Smith’s sons, Chris Larkin and Toby Stephens, said in a statement that Smith died early Friday in a London hospital.
“She leaves behind two sons and five beloved grandchildren who are devastated by the loss of a wonderful mother and grandmother,” she said in a statement issued by publicist Clair Dobbs.
Smith is often rated as the leading British actress of a generation that includes Vanessa Redgrave and Judi Dench, with two Oscars, an Academy Award nomination and a shelf full of acting trophies.
He remained in demand even in his later years, although he lamented that “if you enter the era of grandmothers, you will get something.”
Smith quickly sums up her role as a “gallery of grotesques,” including Professor McGonagall. Asked why he took on the role, he replied: “Harry Potter is my retirement.”
Richard Eyre, who directed Smith in the television production “Suddenly, Last Summer,” said she was “intellectually the smartest actress I’ve worked with.
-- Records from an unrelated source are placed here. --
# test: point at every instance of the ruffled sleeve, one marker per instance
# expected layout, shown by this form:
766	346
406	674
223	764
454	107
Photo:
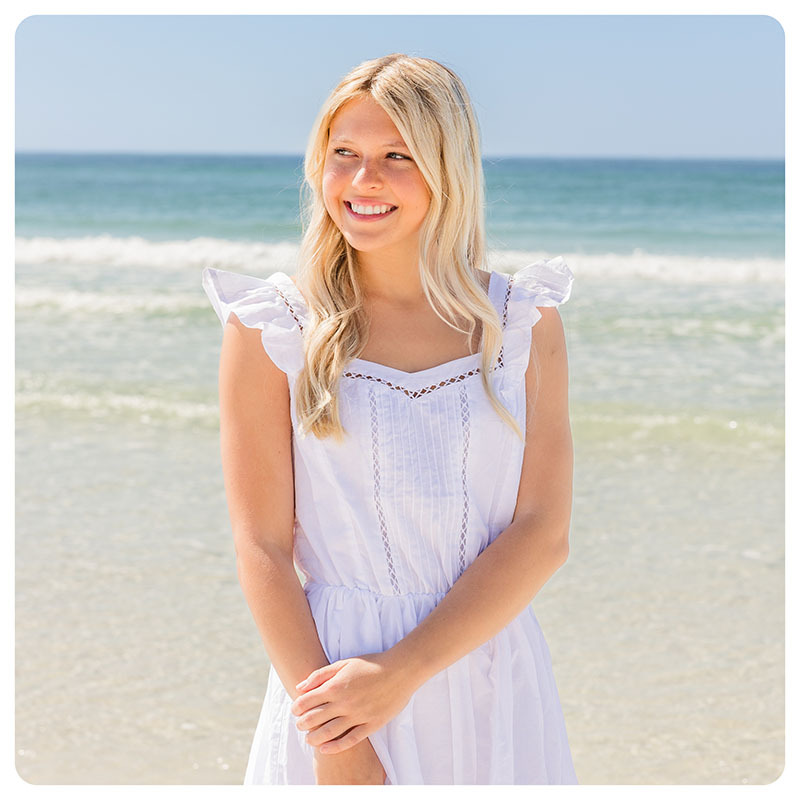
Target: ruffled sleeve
545	283
269	304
You have to get up very early in the morning to beat Maggie Smith.”
“Jean Brodie,” in which she played a dangerous Edinburgh schoolteacher, brought her an Academy Award for best actress, and a British Academy Film Award (BAFTA) as well.
British actress Maggie Smith, UK, March 8, 1974. She appeared in the stage comedy ‘Snap!’ at the Vaudeville Theater on the Strand in London.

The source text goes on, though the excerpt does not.